PROVERBS 20:3 Keeping away from strife is an honor for a man, but any fool will quarrel. Christians are servants of the Prince of Peace, therefore, are required to seek peace with others, especially those of the household of faith.
ROMANS 12:18 If possible, so far as it depends on you, be at peace with all men.
MATTHEW 5:9 Blessed are the peacemakers, for they shall be called sons of God.
2. SEEK A CONSTRUCTIVE SOLUTION.
Any confrontation should be entered into with the goal of arriving at a solution that will promote the best interests of the parties involved; strengthen each others character and deepen the relationship as a whole.
ROMANS 14:19 So then let us pursue the things which make for peace and the building-up of one another.
PROVERBS 27:17 Iron sharpens iron, so one man sharpens another.

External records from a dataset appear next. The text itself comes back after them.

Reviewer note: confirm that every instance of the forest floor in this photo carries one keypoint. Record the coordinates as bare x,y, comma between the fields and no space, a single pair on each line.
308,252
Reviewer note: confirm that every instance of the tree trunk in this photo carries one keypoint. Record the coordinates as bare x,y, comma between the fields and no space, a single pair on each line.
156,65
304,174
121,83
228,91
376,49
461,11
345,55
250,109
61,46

3. BE AN ATTENTIVE LISTENER.
During the confrontation, be respectful to the other persons thoughts and feelings. (Many times, showing respectfulness will lessen the likelihood that the other person will become obnoxious.) Be willing to hear them out before making final judgments and drawing conclusions. Understanding another’s point of view will always help in coming-up with a more comprehensive solution.
JAMES 1:19 let everyone be quick to hear, slow to speak.

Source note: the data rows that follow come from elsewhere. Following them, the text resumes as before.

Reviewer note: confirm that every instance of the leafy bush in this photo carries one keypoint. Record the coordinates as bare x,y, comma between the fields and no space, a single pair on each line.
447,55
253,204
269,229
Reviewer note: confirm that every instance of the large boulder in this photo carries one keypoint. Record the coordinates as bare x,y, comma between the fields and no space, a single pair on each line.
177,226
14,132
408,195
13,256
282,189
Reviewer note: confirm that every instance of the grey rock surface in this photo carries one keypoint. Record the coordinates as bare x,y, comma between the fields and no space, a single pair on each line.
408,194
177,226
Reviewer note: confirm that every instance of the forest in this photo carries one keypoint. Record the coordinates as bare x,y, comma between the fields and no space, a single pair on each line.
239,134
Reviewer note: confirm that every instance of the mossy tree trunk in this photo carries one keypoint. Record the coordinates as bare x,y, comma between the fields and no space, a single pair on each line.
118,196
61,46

PROVERBS 18:13 He who gives an answer before he hears, it is folly and shame to him.
4. BE KIND AND GENTLE.
When one has to correct and point-out a fault, it must be done with kindness and gentleness which never seeks to hurt.
PROVERBS 16:23, 21, 24, The heart of the wise teaches his mouth, and adds persuasiveness to his lips. The wise in heart will be called discerning, and sweetness of speech increases persuasiveness. Pleasant words are a honeycomb, sweet to the soul and healing to the bones.
EPHESIANS 4:29, Let no unwholesome word proceed from your mouth, but only such a word as is good for edification according to the need of the moment, that it may give grace to those who hear.